There is a quote that is constantly ringing in my head. “We live as long as the last person who remembers us.” I don’t know who said it, or where I first heard it. (One of the internet sources I found credits it to Native American musician and activist Floyd Red Crow Westerman.) And I remember so much.
I’ve always had an obsession with memory, terrified of forgetting important moments, details, people later in life. As a photographer my memory is extremely visual, which has become both a blessing and a curse in recent months. As a writer I have a keen ear for dialogue, it is difficult for me to forget words spoken to me even when I want to. I have been telling the stories of my ghosts for years, even before they were gone. I’ve always recounted my sister’s exploits and adventures as if they were my own, that’s how well I know her stories. And all I can do now to keep my digital ghosts alive is to tell their stories. To keep remembering them.

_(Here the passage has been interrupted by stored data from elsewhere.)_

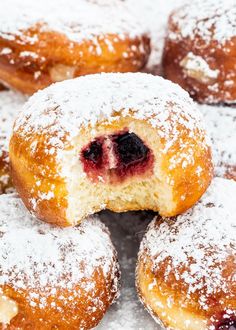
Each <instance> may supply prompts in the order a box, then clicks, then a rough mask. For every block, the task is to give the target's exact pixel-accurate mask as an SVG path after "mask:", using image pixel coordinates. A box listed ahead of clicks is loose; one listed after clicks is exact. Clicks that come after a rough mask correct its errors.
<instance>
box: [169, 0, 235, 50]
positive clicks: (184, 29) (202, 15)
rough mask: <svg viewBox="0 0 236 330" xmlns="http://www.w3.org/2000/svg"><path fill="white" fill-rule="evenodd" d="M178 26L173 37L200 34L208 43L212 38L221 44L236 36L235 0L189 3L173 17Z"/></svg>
mask: <svg viewBox="0 0 236 330" xmlns="http://www.w3.org/2000/svg"><path fill="white" fill-rule="evenodd" d="M172 19H173V22H174V23H175V24H176V25H177V26H178V29H177V31H176V32H173V33H172V34H171V36H170V37H171V38H173V39H176V38H179V37H180V36H181V38H191V40H194V39H195V38H196V36H200V37H201V38H202V39H203V40H204V41H205V42H206V43H207V44H209V43H210V42H211V41H212V40H214V41H217V42H218V43H219V46H222V45H224V44H225V43H226V42H227V41H230V40H231V39H232V38H234V37H236V6H235V0H217V1H216V0H206V1H201V0H195V1H193V2H191V3H187V4H186V5H184V6H183V7H182V8H181V9H180V10H178V11H177V12H176V13H175V14H174V15H173V17H172Z"/></svg>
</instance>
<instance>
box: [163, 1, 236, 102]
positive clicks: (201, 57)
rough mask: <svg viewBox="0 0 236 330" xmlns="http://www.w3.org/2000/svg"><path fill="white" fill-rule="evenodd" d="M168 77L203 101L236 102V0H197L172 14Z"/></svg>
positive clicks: (206, 101)
mask: <svg viewBox="0 0 236 330" xmlns="http://www.w3.org/2000/svg"><path fill="white" fill-rule="evenodd" d="M163 67H164V73H165V77H166V78H168V79H170V80H172V81H174V82H176V83H178V84H179V85H180V86H182V87H183V88H184V89H186V90H187V91H188V92H189V93H190V94H191V95H192V96H193V97H194V98H195V99H196V100H197V101H199V102H202V103H236V70H235V67H236V6H235V0H217V1H215V0H206V1H202V0H196V1H192V2H191V3H189V4H186V5H185V6H183V7H182V8H180V9H179V10H176V11H174V12H173V13H172V15H171V16H170V19H169V27H168V32H167V37H166V42H165V50H164V55H163Z"/></svg>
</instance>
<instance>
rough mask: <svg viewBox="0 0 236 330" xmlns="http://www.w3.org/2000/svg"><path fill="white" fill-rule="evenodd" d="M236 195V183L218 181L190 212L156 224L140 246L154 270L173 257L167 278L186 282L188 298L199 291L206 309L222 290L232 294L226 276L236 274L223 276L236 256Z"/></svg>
mask: <svg viewBox="0 0 236 330" xmlns="http://www.w3.org/2000/svg"><path fill="white" fill-rule="evenodd" d="M235 195H236V183H235V182H234V181H230V180H226V179H222V178H215V179H214V181H213V183H212V185H211V186H210V188H209V190H208V191H207V192H206V193H205V195H204V196H203V198H202V199H201V200H200V202H199V203H198V204H197V205H195V206H194V207H193V208H192V209H190V210H189V211H188V212H186V213H185V214H183V215H180V216H178V217H177V218H176V219H164V220H163V221H162V222H161V223H160V222H159V221H158V220H156V221H153V222H152V223H151V225H150V227H149V230H148V232H147V234H146V236H145V238H144V240H143V242H142V244H141V252H140V253H141V254H142V255H143V254H145V252H144V251H146V250H147V253H148V255H149V256H150V257H151V258H152V261H153V268H154V269H155V270H157V269H156V268H157V267H158V265H160V263H162V262H163V261H165V260H167V258H170V267H167V268H166V270H165V277H166V279H168V277H169V275H170V273H171V272H174V275H175V278H176V280H177V281H178V280H180V279H181V280H183V281H184V282H185V283H186V284H187V286H188V290H187V297H186V299H191V294H192V293H194V292H196V291H198V292H199V294H200V300H199V303H200V305H201V307H202V308H203V309H207V303H206V301H207V298H209V296H211V295H212V294H216V293H217V292H219V291H222V290H223V292H225V293H227V294H228V295H230V291H229V290H230V289H229V288H228V286H227V279H226V276H229V281H230V279H231V278H233V276H235V274H232V273H231V274H229V275H225V274H224V275H223V268H224V266H223V265H224V264H225V262H226V260H227V258H229V257H233V258H234V257H235V253H236V218H235V214H236V204H235ZM185 267H186V268H185ZM183 268H184V269H185V270H184V271H183V270H182V269H183Z"/></svg>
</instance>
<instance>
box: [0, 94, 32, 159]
mask: <svg viewBox="0 0 236 330" xmlns="http://www.w3.org/2000/svg"><path fill="white" fill-rule="evenodd" d="M25 101H26V97H25V96H23V95H21V94H19V93H15V92H12V91H5V92H1V93H0V157H1V156H2V152H3V151H6V152H8V144H9V138H10V135H11V132H12V128H13V123H14V119H15V118H16V116H17V114H18V112H19V110H20V109H21V107H22V106H23V104H24V103H25Z"/></svg>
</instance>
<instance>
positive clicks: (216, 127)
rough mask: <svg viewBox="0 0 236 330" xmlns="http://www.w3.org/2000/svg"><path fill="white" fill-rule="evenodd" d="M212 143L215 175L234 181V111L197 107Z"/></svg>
mask: <svg viewBox="0 0 236 330" xmlns="http://www.w3.org/2000/svg"><path fill="white" fill-rule="evenodd" d="M199 110H200V111H201V112H202V114H203V116H204V119H205V122H206V126H207V132H208V134H209V136H210V138H211V141H212V154H213V162H214V168H215V175H216V176H220V177H225V178H228V179H233V180H236V111H235V109H233V108H230V107H216V106H209V105H199Z"/></svg>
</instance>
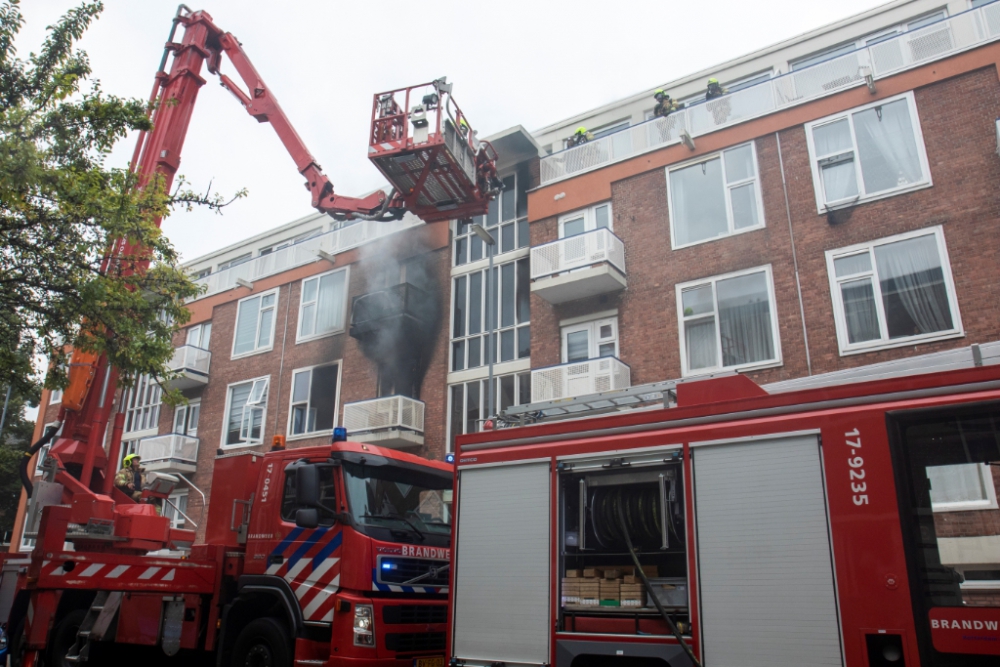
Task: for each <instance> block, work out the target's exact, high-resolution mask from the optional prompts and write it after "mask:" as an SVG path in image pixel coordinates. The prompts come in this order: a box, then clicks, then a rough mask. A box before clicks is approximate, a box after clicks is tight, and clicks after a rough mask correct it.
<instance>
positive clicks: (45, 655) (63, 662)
mask: <svg viewBox="0 0 1000 667" xmlns="http://www.w3.org/2000/svg"><path fill="white" fill-rule="evenodd" d="M86 616H87V610H85V609H74V610H73V611H71V612H70V613H68V614H66V615H65V616H63V619H62V620H61V621H59V623H57V624H56V627H55V629H54V630H53V631H52V634H51V635H49V642H48V643H49V646H48V650H47V651H46V652H45V665H46V667H76V665H75V663H71V662H68V661H67V660H66V655H67V654H68V653H69V650H70V649H71V648H72V647H73V644H75V643H76V633H77V632H79V630H80V624H81V623H83V619H84V618H86Z"/></svg>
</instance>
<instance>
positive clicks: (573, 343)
mask: <svg viewBox="0 0 1000 667" xmlns="http://www.w3.org/2000/svg"><path fill="white" fill-rule="evenodd" d="M562 346H563V356H562V359H563V363H569V362H571V361H586V360H587V359H596V358H598V357H617V356H618V318H616V317H612V318H607V319H601V320H594V321H593V322H583V323H582V324H574V325H572V326H565V327H563V329H562Z"/></svg>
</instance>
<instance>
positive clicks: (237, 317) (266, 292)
mask: <svg viewBox="0 0 1000 667" xmlns="http://www.w3.org/2000/svg"><path fill="white" fill-rule="evenodd" d="M277 305H278V291H277V290H274V291H271V292H265V293H264V294H258V295H256V296H250V297H247V298H245V299H241V300H240V302H239V305H238V306H237V311H236V332H235V333H234V335H233V356H234V357H238V356H241V355H244V354H253V353H255V352H266V351H267V350H270V349H271V346H272V345H273V344H274V311H275V308H276V307H277Z"/></svg>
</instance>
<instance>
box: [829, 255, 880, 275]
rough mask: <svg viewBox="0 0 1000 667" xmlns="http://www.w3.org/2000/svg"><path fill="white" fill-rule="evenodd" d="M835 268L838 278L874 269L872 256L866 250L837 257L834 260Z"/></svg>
mask: <svg viewBox="0 0 1000 667" xmlns="http://www.w3.org/2000/svg"><path fill="white" fill-rule="evenodd" d="M833 270H834V273H836V274H837V277H838V278H842V277H844V276H852V275H854V274H855V273H868V272H869V271H871V270H872V256H871V254H870V253H868V252H867V251H866V252H863V253H861V254H859V255H848V256H847V257H837V258H836V259H834V260H833Z"/></svg>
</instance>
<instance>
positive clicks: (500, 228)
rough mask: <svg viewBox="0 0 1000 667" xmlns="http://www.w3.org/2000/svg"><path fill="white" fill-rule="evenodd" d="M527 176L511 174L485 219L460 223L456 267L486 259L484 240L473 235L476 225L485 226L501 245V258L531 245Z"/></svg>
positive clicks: (459, 227) (494, 252)
mask: <svg viewBox="0 0 1000 667" xmlns="http://www.w3.org/2000/svg"><path fill="white" fill-rule="evenodd" d="M530 181H531V179H530V177H529V176H528V174H527V173H523V172H522V173H517V174H511V175H510V176H508V177H506V178H505V179H503V190H502V191H501V193H500V196H499V197H497V198H496V199H494V200H493V201H491V202H490V205H489V209H488V211H487V212H486V215H485V216H482V215H480V216H477V217H475V218H468V219H465V220H459V221H457V223H456V227H455V266H462V265H463V264H468V263H469V262H477V261H479V260H481V259H485V258H486V257H487V256H488V255H487V254H486V248H485V245H484V244H483V241H482V239H480V238H479V237H478V236H476V235H475V234H474V233H473V232H472V225H473V224H474V223H475V224H479V225H482V226H483V227H485V228H486V229H487V230H488V231H489V232H490V234H492V235H493V238H494V239H496V242H497V245H496V247H495V248H494V249H493V252H494V253H496V254H497V255H499V254H501V253H505V252H510V251H511V250H517V249H518V248H527V247H528V246H529V245H531V239H530V238H529V237H528V195H527V192H526V191H527V189H528V186H529V184H530Z"/></svg>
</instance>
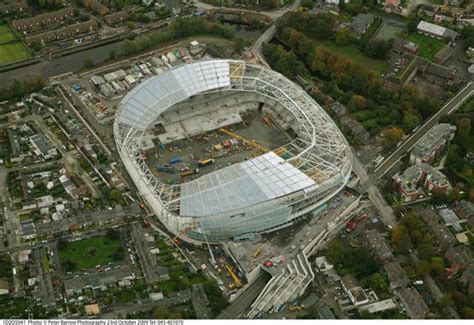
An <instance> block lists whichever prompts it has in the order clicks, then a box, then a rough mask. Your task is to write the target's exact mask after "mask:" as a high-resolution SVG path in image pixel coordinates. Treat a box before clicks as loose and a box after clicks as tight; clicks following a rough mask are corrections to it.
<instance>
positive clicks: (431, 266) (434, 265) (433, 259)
mask: <svg viewBox="0 0 474 325" xmlns="http://www.w3.org/2000/svg"><path fill="white" fill-rule="evenodd" d="M430 267H431V272H432V273H433V274H434V275H440V274H442V273H443V272H444V261H443V258H442V257H438V256H435V257H433V258H432V259H431V265H430Z"/></svg>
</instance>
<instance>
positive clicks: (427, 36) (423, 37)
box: [407, 33, 446, 61]
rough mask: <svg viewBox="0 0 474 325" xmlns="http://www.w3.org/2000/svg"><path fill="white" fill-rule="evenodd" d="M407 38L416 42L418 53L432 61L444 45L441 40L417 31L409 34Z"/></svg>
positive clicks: (412, 40) (418, 53)
mask: <svg viewBox="0 0 474 325" xmlns="http://www.w3.org/2000/svg"><path fill="white" fill-rule="evenodd" d="M407 40H409V41H412V42H413V43H415V44H418V46H419V48H418V55H419V56H422V57H424V58H425V59H428V60H430V61H433V58H434V56H435V55H436V53H438V51H439V50H441V49H442V48H443V46H445V45H446V44H445V43H444V42H443V41H442V40H439V39H436V38H433V37H429V36H426V35H422V34H418V33H415V34H410V35H409V36H408V37H407Z"/></svg>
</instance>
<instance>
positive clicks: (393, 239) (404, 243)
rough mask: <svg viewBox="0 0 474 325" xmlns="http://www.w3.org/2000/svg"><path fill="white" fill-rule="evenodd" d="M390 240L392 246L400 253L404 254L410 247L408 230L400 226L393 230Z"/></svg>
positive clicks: (398, 226)
mask: <svg viewBox="0 0 474 325" xmlns="http://www.w3.org/2000/svg"><path fill="white" fill-rule="evenodd" d="M391 240H392V244H393V246H394V247H395V248H396V249H397V250H399V251H400V252H404V253H406V252H407V251H408V250H409V249H410V248H411V247H412V243H411V239H410V235H409V234H408V230H407V228H406V227H405V226H404V225H402V224H398V225H397V226H396V227H395V229H393V232H392V238H391Z"/></svg>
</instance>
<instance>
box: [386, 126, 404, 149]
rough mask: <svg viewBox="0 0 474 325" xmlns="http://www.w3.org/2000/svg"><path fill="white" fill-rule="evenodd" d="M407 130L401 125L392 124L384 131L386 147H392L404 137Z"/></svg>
mask: <svg viewBox="0 0 474 325" xmlns="http://www.w3.org/2000/svg"><path fill="white" fill-rule="evenodd" d="M404 135H405V132H403V130H402V129H401V128H399V127H396V126H392V127H390V128H388V129H387V130H386V131H385V132H384V136H383V143H384V146H385V148H390V147H392V146H394V145H395V144H397V143H398V142H400V140H402V139H403V136H404Z"/></svg>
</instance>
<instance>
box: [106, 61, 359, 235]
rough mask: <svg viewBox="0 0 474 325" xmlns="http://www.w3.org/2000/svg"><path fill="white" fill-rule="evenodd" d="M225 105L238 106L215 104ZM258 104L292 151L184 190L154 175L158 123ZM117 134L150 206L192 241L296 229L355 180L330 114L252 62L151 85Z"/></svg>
mask: <svg viewBox="0 0 474 325" xmlns="http://www.w3.org/2000/svg"><path fill="white" fill-rule="evenodd" d="M224 98H233V99H232V103H233V104H232V105H231V104H225V105H214V104H213V105H209V103H208V102H206V101H213V103H215V101H216V100H219V99H222V100H223V99H224ZM255 103H256V104H257V106H258V105H263V110H264V111H265V112H266V114H268V116H270V118H271V120H272V121H273V122H274V123H276V124H278V126H279V127H280V128H281V129H282V130H286V131H288V132H291V133H292V134H293V135H294V137H293V139H292V140H291V141H290V142H289V143H288V144H286V145H284V146H282V147H281V148H278V149H276V150H273V151H270V152H267V153H264V154H262V155H260V156H258V157H255V158H251V159H248V160H245V161H243V162H240V163H236V164H233V165H231V166H227V167H224V168H222V169H218V170H215V171H213V172H211V173H209V174H206V175H204V176H201V177H199V178H197V179H194V180H192V181H189V182H186V183H182V184H175V185H168V184H164V183H163V182H161V181H160V180H159V179H158V178H157V177H156V176H154V175H153V173H152V172H151V171H150V170H149V167H148V166H147V164H146V162H145V161H144V159H143V155H142V152H141V145H142V140H143V137H144V135H145V134H146V132H147V131H149V129H150V128H151V127H152V126H153V125H155V124H156V123H158V122H159V123H162V124H166V123H172V122H173V123H174V122H176V121H188V120H190V119H191V120H192V119H197V118H198V117H199V115H200V114H208V113H211V114H222V113H223V112H224V113H226V114H228V115H229V116H231V115H232V114H238V113H239V110H241V109H243V108H242V107H244V108H246V109H248V108H249V107H251V106H252V105H253V104H255ZM254 107H256V106H254ZM260 107H261V106H260ZM220 120H222V119H219V120H216V121H214V122H215V123H209V125H202V124H200V126H199V127H200V129H199V130H195V131H194V132H191V131H190V133H192V134H188V135H189V136H192V135H195V134H197V133H198V132H201V131H211V130H212V129H215V128H218V127H220V126H219V125H217V124H219V123H218V122H217V121H220ZM114 136H115V141H116V144H117V148H118V151H119V153H120V156H121V159H122V161H123V163H124V165H125V167H126V169H127V171H128V172H129V174H130V176H131V178H132V179H133V181H134V183H135V185H136V187H137V188H138V190H139V191H140V193H141V195H142V196H143V198H144V199H145V200H146V201H147V203H148V204H149V206H150V207H151V209H152V210H153V212H154V213H155V214H156V216H157V217H158V218H159V220H160V221H161V222H162V223H163V224H164V225H165V226H166V227H167V228H168V229H169V230H170V231H171V232H172V233H174V234H175V235H178V236H180V237H181V238H182V239H184V240H189V239H192V240H198V241H220V240H226V239H239V238H246V237H251V236H252V234H255V233H265V232H271V231H275V230H277V229H280V228H283V227H286V226H288V225H291V224H292V223H293V222H294V221H295V220H296V219H297V218H298V217H300V216H302V215H303V214H306V213H309V212H311V211H313V210H315V209H316V208H318V207H320V206H321V205H322V204H324V203H325V202H326V201H327V200H329V199H330V198H332V197H333V196H334V195H336V194H337V193H338V192H339V191H340V190H341V189H342V188H343V187H344V185H345V184H346V182H347V181H348V178H349V176H350V172H351V159H350V157H351V154H350V149H349V146H348V144H347V142H346V141H345V139H344V136H343V135H342V133H341V132H340V131H339V129H338V128H337V126H336V125H335V123H334V122H333V121H332V120H331V118H330V117H329V116H328V115H327V114H326V113H325V111H324V110H323V109H322V107H321V106H320V105H319V104H318V103H316V102H315V101H314V100H313V99H312V98H311V97H310V96H309V95H308V94H307V93H306V92H305V91H304V90H302V89H301V88H300V87H299V86H297V85H295V84H294V83H293V82H292V81H290V80H288V79H287V78H286V77H284V76H283V75H281V74H279V73H277V72H275V71H272V70H270V69H268V68H265V67H262V66H259V65H255V64H250V63H246V62H243V61H233V60H206V61H200V62H194V63H191V64H185V65H180V66H177V67H173V68H171V69H170V70H168V71H166V72H164V73H162V74H160V75H158V76H155V77H152V78H150V79H148V80H146V81H144V82H143V83H141V84H140V85H138V86H137V87H135V88H134V89H133V90H131V91H130V92H129V93H128V94H127V95H126V96H125V97H124V98H123V100H122V101H121V103H120V105H119V107H118V111H117V115H116V119H115V122H114Z"/></svg>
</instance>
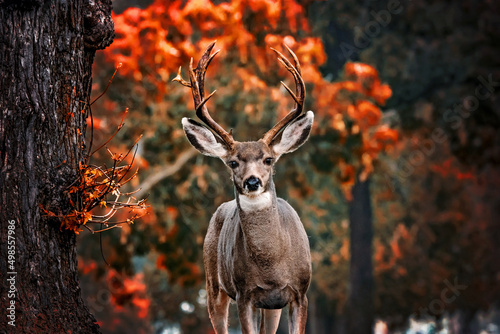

So here I am once more writing for the internet. But this time I’m not writing for an audience, coming up with better ends to stories, or even trying to make money. I’m here to keep them alive, to flesh out the digital ghost until they live and breathe on the page. Maybe then I’ll be able to bury them.
So here it is, a new journal where I chronicle the stories of all those I’ve loved and lost. This is all I can think to do in order to aid my own healing, to process my grief that follows me like their death shrouds. Maybe others will read these stories and come to know them and love them like I did. Or maybe documenting my own grief might help others going through something similar. If you are here and you are reading, please feel free to follow for more. And if you do comment, please be gentle.
In the end we all become digital ghosts. And I will remember.